The situation
A growth-stage eCommerce brand had spent two years building acquisition. CAC was workable, the brand was earned, and YoY growth ran 30%. Underneath that headline, the 90-day repeat-purchase rate had flattened twelve months earlier and refused to move.
The retention team had three lifecycle flows in Klaviyo — welcome, post-purchase, abandoned cart — and a monthly win-back batch that went to anyone who hadn’t bought in 60+ days. The monthly send was a single offer (10% off) to a single audience. Open rates were declining; revenue per send was declining faster.
The CMO’s question: “Are we under-spending on retention, or are we spending it badly?”
Diagnosis (weeks 1–3)
We pulled the customer database into a basic cohort model — segmenting by first-product purchased, average order value band, and time-since-last-purchase. Two patterns showed up.
Two cohorts carried 70% of the lapsed-revenue opportunity. Customers whose first order was the brand’s “hero” SKU at high AOV had the highest lifetime value if they came back, and the highest non-return rate. They were being treated identically to one-time bargain customers in win-back, with the same generic 10% offer.
Triggered messaging beat batch by an order of magnitude — but the brand had no triggers. Comparing the few triggered messages (post-purchase, abandoned cart) to the monthly batch showed conversion rates 5–8× higher per send. The monthly batch was not just under-performing — it was teaching customers to ignore the brand’s emails.
Rebuild (weeks 4–10)
The rebuild stayed inside Klaviyo and the existing data model. No new tools.

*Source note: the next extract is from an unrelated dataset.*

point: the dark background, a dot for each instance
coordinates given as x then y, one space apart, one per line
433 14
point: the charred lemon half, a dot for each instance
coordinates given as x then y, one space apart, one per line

Cohort-specific win-back flows. Instead of one monthly batch, we built four triggered flows, each keyed to a specific cohort and time-since-last-purchase. The flow for high-AOV first-order-hero customers offered a personalised “we noticed you bought X — here’s the thing customers like you usually buy next” message, with no discount in the first send.
Replenishment triggers. For consumables, a replenishment-window flow fired at 70% of the average reorder cycle for that customer’s category. Conversion on these was the highest of any flow.
Re-engagement sunset. Customers who didn’t respond to two consecutive cycles got a single “should we keep emailing?” message and were either retained on a low-frequency list or removed. List health improved; deliverability followed.
The monthly batch was retired in week eight.
Outcome (months 2–3)
Three months in, the 90-day repeat-purchase rate was up 21%, with the improvement concentrated in the two target cohorts. Win-back conversion rate ran 3.2× the prior monthly batch. Lifecycle revenue as a percentage of total revenue moved up 18% on the preceding quarter.
The team’s send volume dropped 22% — fewer, sharper messages to better-defined audiences. The CMO’s question was answered: the brand had been spending on retention, but spending it badly. The structural fix was bigger than any new spend.
What it took
A senior operator who could read a Klaviyo account and an order-history table, a retention team open to retiring an established programme, and a CMO who would defend the rebuild for ten weeks before judging it. The work was not novel — cohort-aware lifecycle is well-understood in the field. The intervention was making the team actually do it.